We were cordially greeted by the restaurant staff, ordered our meal and continued a more intimate conversation about our lives, hobbies and professions making the pleasant discovery that our small dinner group consisted of a combination of wonderful teachers and writers. Before long we were once again sipping drinks, cutting into artichoke and cheese pizza and satisfying our taste buds with the respectable Italian version of an American Club Sandwich.
Rarely at a loss for words, I did my share of talking, yet what I enjoyed most of all was listening to my new friends.
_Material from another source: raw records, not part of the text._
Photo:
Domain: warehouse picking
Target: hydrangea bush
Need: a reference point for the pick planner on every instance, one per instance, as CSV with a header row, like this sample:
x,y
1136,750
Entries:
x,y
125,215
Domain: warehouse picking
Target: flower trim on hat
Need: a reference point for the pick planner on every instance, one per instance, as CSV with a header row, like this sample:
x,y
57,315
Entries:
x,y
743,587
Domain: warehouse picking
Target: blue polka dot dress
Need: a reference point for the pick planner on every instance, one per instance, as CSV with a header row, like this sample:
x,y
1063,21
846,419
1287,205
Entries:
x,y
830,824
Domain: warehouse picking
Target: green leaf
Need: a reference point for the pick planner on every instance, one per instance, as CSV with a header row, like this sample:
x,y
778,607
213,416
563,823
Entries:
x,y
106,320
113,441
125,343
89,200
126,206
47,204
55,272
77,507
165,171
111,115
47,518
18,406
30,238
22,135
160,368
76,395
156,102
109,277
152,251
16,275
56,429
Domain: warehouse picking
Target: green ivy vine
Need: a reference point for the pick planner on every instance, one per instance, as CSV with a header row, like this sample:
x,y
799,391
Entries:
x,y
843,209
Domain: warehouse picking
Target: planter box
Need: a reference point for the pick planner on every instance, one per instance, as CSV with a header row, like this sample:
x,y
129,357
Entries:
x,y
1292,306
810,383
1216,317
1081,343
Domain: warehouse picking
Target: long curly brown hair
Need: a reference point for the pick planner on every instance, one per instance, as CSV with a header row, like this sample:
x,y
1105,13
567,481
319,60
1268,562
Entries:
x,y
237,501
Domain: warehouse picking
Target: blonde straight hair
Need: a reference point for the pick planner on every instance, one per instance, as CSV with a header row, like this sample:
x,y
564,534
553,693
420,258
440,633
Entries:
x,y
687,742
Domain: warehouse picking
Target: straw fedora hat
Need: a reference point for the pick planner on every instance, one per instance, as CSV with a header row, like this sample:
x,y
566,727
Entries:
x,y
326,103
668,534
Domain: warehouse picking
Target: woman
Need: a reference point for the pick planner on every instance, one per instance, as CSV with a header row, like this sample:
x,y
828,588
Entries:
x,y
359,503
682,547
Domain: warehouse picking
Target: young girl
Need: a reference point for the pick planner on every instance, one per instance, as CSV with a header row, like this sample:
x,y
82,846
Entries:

I sat back to contemplate the unrelated events that had touched each of our lives and had brought us to Venice; I liked the idea that these same circumstances were giving us the opprotunity to forge new friendships which otherwise might have been missed had life placed us elsewhere.
The evening rushed ahead and our thoughts turned to trains to catch, early morning appointments, and my husband who was waiting for me in St. Mark’s square after a long day at work. The conto came and as we all reached for our wallets the joy that had wrapped its arms around our lovely evening vanished. We were given a swift shove back to the unpleasant side of reality when one of our friends discovered that while we were enjoying each other’s company, someone else had unzipped her purse, reached inside and stolen her wallet; apparently it was one of the two men who had been seated at the table behind us, and had opened and closed their menus only to quickly leave without ordering.
I’d like to believe that these things can’t happen in this beautiful city; but they do. The genuine sense of security and ownership that one quickly feels when in Venice can betray the visitor as well as the resident. The feeling of being part of a neighborhood is exactly what makes it easy for the work of pick-pockets to go unnoticed. My comments are not meant to frighten or criticize, but instead are meant to remind all that in the majority of touristic cities in Italy and around the world this is not only the high tourist season but also the time of year when pick-pockets do their best business. On the street, in crowds, on the vaporetti and especially while seated in cafés, restaurants and bars keep your purse zipped and in front of you or your wallet and cash in your front pocket. You’ll keep the bad guys a little more honest, and save yourself from remembering a lovely evening in a beautiful campo as an unpleasant experience.